Giganti che non sono ancora entrati in Italia, dove invece si è inserita Villa Pizza, marchio statunitense che ha colonizzato i centri commerciali, soprattutto in Sicilia. Rumor nel settore della ristorazione commerciale danno per prossima addirittura un’apertura in Italia anche di Vapiano. Intanto, è arrivata una catena di gelaterie francese, Amorino, con tre dei suoi 80 punti vendita tra Milano e Verona.

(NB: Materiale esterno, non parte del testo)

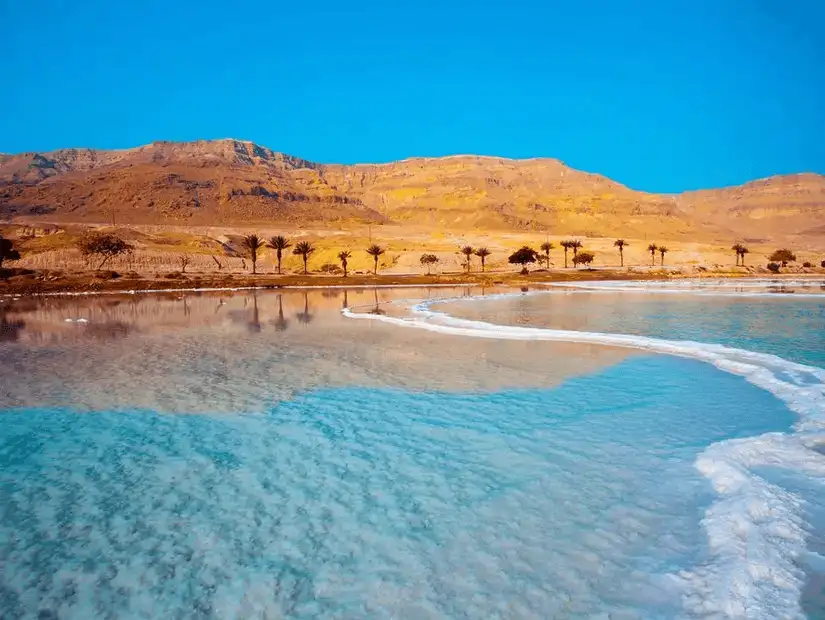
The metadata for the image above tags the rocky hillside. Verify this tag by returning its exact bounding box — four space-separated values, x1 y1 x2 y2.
0 140 825 240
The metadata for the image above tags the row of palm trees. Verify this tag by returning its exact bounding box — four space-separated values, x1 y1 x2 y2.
241 233 386 277
233 234 750 277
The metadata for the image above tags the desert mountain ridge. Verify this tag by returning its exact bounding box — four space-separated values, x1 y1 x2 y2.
0 139 825 245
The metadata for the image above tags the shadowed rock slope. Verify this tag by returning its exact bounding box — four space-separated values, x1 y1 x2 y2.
0 140 825 241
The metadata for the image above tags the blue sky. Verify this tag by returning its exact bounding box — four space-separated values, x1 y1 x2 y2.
0 0 825 191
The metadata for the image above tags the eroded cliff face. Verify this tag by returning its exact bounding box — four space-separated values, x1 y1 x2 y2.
0 139 825 240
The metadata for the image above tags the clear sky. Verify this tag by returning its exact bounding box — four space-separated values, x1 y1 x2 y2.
0 0 825 191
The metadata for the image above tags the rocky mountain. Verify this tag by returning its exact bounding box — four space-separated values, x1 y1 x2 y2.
0 140 825 240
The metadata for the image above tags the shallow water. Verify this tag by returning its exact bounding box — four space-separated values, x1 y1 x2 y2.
0 289 825 618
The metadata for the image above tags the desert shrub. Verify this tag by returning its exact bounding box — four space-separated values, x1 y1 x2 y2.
77 232 134 269
573 252 596 265
768 248 796 267
318 263 344 274
507 245 539 274
0 235 20 269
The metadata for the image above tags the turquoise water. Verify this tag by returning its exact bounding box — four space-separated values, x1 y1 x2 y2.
0 291 825 618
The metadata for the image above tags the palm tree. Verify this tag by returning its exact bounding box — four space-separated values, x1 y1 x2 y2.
613 239 630 267
241 233 265 274
541 241 555 269
266 235 292 275
367 243 386 275
561 239 573 269
420 254 438 275
467 248 492 272
338 250 352 278
647 243 659 267
730 243 743 267
461 245 475 273
292 241 315 274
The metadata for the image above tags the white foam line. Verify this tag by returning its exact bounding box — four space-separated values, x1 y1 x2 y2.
342 297 825 619
546 280 825 300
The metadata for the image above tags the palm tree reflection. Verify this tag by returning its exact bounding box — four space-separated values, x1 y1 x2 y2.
246 293 261 334
295 291 315 325
370 288 387 314
273 295 289 332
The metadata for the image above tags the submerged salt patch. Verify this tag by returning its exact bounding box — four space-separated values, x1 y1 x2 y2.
343 296 825 619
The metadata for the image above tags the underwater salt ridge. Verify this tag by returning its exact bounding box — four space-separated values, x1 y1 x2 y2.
342 282 825 618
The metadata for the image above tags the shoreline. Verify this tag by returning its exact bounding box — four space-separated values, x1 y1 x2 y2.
0 269 822 297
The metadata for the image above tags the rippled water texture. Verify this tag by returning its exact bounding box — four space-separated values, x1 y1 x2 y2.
0 289 825 618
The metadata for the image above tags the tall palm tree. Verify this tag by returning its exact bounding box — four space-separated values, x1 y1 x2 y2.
266 235 292 275
561 239 573 269
367 243 386 275
541 241 555 269
461 245 475 273
241 233 265 274
476 248 492 272
613 239 630 267
292 241 315 274
338 250 352 278
647 243 659 267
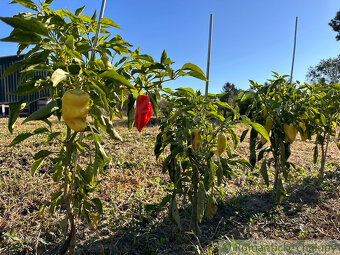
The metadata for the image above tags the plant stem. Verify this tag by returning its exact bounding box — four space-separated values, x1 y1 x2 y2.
191 160 201 236
59 127 76 255
319 134 330 182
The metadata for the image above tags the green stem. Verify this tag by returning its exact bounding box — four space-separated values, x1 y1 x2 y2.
319 134 330 181
59 127 77 255
190 160 201 236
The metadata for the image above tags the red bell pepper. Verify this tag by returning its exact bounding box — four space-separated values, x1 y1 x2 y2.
135 95 153 132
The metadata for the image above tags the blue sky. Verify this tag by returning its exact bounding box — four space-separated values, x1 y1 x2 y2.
0 0 340 93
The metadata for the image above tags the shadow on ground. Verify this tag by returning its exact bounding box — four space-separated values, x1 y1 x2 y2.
46 168 340 255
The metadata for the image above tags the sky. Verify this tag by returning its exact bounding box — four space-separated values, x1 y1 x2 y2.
0 0 340 93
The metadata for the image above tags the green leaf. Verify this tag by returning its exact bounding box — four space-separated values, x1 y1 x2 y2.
51 68 68 87
0 17 48 36
320 113 326 126
31 158 44 176
91 198 103 214
74 5 85 16
44 132 62 143
0 28 41 44
100 70 135 89
104 118 123 142
8 101 27 134
260 160 269 187
250 122 270 142
64 35 74 50
99 18 121 29
10 0 38 11
22 100 59 123
9 133 35 146
33 150 53 160
240 129 249 143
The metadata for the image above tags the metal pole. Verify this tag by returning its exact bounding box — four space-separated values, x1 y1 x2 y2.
92 0 106 58
289 16 298 83
205 14 213 101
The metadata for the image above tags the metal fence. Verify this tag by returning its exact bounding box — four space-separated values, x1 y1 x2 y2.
0 55 49 116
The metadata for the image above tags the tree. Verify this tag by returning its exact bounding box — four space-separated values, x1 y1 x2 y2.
306 55 340 85
328 11 340 41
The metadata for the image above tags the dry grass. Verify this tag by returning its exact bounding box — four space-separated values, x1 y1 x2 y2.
0 116 340 254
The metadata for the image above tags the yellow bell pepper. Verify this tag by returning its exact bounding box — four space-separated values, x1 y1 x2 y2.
62 89 90 132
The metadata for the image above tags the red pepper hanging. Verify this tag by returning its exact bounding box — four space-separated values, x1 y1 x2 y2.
135 95 153 132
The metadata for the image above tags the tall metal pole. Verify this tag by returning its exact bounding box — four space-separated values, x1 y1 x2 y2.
205 14 213 101
290 16 298 83
92 0 106 58
334 56 339 83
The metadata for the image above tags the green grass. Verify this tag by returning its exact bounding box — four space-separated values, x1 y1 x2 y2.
0 119 340 254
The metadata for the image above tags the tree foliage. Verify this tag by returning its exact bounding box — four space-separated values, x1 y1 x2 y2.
306 55 340 85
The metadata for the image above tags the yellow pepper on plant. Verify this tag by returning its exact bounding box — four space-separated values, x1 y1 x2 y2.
62 89 90 132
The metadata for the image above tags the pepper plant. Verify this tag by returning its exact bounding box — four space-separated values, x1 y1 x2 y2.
148 88 268 235
0 0 205 254
237 73 312 201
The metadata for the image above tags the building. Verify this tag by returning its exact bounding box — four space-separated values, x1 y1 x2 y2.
0 55 48 116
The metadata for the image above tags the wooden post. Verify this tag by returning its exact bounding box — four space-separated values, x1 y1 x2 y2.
289 16 298 83
205 14 213 101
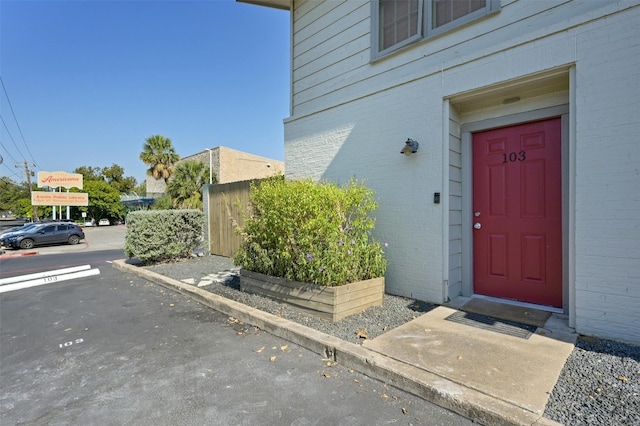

Ma cosa aspettano le insegne di ristorazione realmente italiane a occupare gli spazi all’estero? In realtà qualcosa si sta muovendo, anche se su numeri piccoli. Rana e Barilla hanno cominciato quest’anno ad aprire ristoranti e stabilimenti negli Usa, mentre altre catene più strutturate si sono organizzate da più tempo. Tra i più attivi ci sono Rossopomodoro (gruppo Sebeto), soprattutto in Gran Bretagna e Stati Uniti, Fratelli La Bufala (gruppo M6), nel Regno Unito, le gelaterie Grom, in Giappone, Lino’s Coffee Shop, soprattutto in Medio Oriente. Gli unici marchi già molto sviluppati all’estero sono Illy, con 200 Espressamente Illy in 34 Paesi, e Lavazza. In questo caso ci sono le insegne Espression, in forte espansione tra Usa, Cina, Brasile e Nord Europa, Barista (in India) e Caffè di Roma (in Spagna, dove si è sviluppata prima di essere acquistata da Lavazza). Ma secondo esperti del settore il rischio è che questi operatori si siano mossi troppo tardi e che gli spazi di espansione per il cibo italiano siano già stati occupati, almeno nei mercati più interessanti.